Photo : Alain Barbero | Texte : Daniel Wisser | Traduction : Georg Renöckl

À l’époque où les Salzstangerl[1] sans sel n’existaient pas encore, l’instituteur Mercier, qui enseignait aux classes de CP et de CE1, enlevait pendant la récréation le sel des Salzstangerl des élèves qui le lui demandaient, en frottant le pain contre la poignée de la porte du gymnase. Ceci faisant, il demanda un jour à une élève qui avait un œil au beurre noir comment c’était arrivé. Pendant le cours de religion, répondit l’élève, qui prit son pain et partit en courant. L’instituteur Mercier décida de ne pas laisser passer l’incident. Il raconta à Madame la proviseure Pichon avoir entendu à plusieurs reprises que le curé Reynaud, qui enseignait la religion à l’école primaire, levait la main sur les élèves. Il était convaincu qu’il fallait aussi faire comprendre à Monsieur le curé que le châtiment corporel était dépassé, expliqua Mercier. Madame la proviseure secoua la tête. « C’est sans doute votre opinion personnelle », répondit-elle.
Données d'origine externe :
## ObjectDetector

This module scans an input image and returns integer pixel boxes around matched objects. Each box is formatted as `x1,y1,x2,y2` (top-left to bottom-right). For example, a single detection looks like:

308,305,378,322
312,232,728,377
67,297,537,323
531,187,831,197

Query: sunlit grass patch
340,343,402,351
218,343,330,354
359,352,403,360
Et ajouta : « C’est d’ailleurs aussi mon opinion personnelle, mais elle ne s’est pour l’instant pas encore imposée. » Deux jours plus tard, la mère de la fille à l’œil au beurre noir vint voir l’instituteur Mercier en cherchant sa fille à l’école. Elle lui adressa un regard plein de reproches, lui dit que ses deux fils étaient enfants de chœur et qu’elle ne voulait pas de problèmes avec le curé. L’instituteur Mercier ne devait plus se mêler du cours de religion de sa fille et laisser ses Salzstangerl tranquille.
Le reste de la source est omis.